Bilinen en eski örneklerinden beri rubaî, bir tefekkür şiiridir. Geniş bir düşünceyi, etraflı bir felsefeyi, zengin bir tefekkür heyecanını, duygunun da coşkunluklarıyla birleştirerek yalnız dört dizeye sığdırarak söylemek, rubainin başlıca özelliğidir. Okuyucuyu uyarmak, düşündürmek, aydınlatmak, okuyucuya iyiyi, doğruyu ve güzeli göstermek amacıyla yazılan, dinî, ahlakî öğütler veren didaktik bir şiir türüdür:

Her nâzişi çok şûha niyâz eylemedük

Mihrâb-ı her ebrûya namâz eylemedük

Zîb-i bağal itmedük zer-i kalbümizi

Tâ âteş-i ‘aşkda güdâz eylemedük

ÂGÂH

(Her işveli güzele yalvarıp niyâzda bulunmadık; her kaşı, namaz için mihrap olarak saymadık.

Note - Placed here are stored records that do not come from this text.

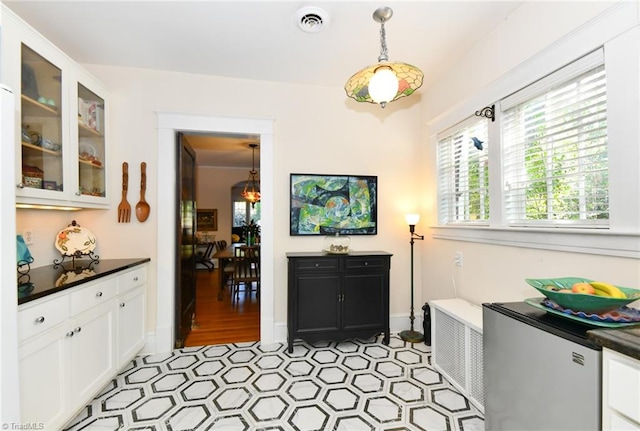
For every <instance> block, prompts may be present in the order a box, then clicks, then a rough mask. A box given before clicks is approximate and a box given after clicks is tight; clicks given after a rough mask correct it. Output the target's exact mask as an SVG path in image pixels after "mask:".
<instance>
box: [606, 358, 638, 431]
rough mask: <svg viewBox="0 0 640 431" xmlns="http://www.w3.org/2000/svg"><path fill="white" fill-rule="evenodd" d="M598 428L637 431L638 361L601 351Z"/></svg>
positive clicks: (607, 429)
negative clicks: (601, 388)
mask: <svg viewBox="0 0 640 431" xmlns="http://www.w3.org/2000/svg"><path fill="white" fill-rule="evenodd" d="M602 429H603V430H604V431H608V430H616V431H640V361H639V360H637V359H634V358H632V357H630V356H626V355H623V354H620V353H618V352H615V351H613V350H610V349H607V348H604V349H603V353H602Z"/></svg>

Kalbimizin altınını koltuğun (postun) süsü yapmadık; (böylece) aşk ateşinde mahvolmadık.)

Bugün için Divan edebiyatına yönelttiğimiz en önemli eleştiri, dil ve içerik bakımından toplumdan kopuk oluşu, yaşanılan hayatın gerçeklerine ve sorunlarına karşı duyarsız olmasıdır.  Divan Edebiyatı genelde bireysel konuları işler. Sosyal ve siyasi sorunlarla ilgilenmez. Rubai, sosyal konulara da yer veren önemli bir Divan şiiri türüdür:

Eyvâh Vatan gitdi diyânet gitdi

Ümmetdeki ol eski salâbet gitdi

Herkesde fütûr var hükûmetde kusûr

Âhir elimizden koca devlet gitti 

ÂSAF

(Eyvâh! Vatan gitti, din gitti; ümmetteki inanç ve ahlâk üstünlüğünden doğan kuvvet, o eski sağlamlık gitti. Herkeste ümitsizlik, bezginlik, yılgınlık, hükümette ise kusur var; en sonunda elimizden koca devlet gitti.) 

Rubailerde bir anlam yoğunluğu ve düşünce derinliği söz konusudur. Dört dizeyle önemli bir fikri kısa ve özlü söylemek rubainin önemli bir özelliğini oluşturur.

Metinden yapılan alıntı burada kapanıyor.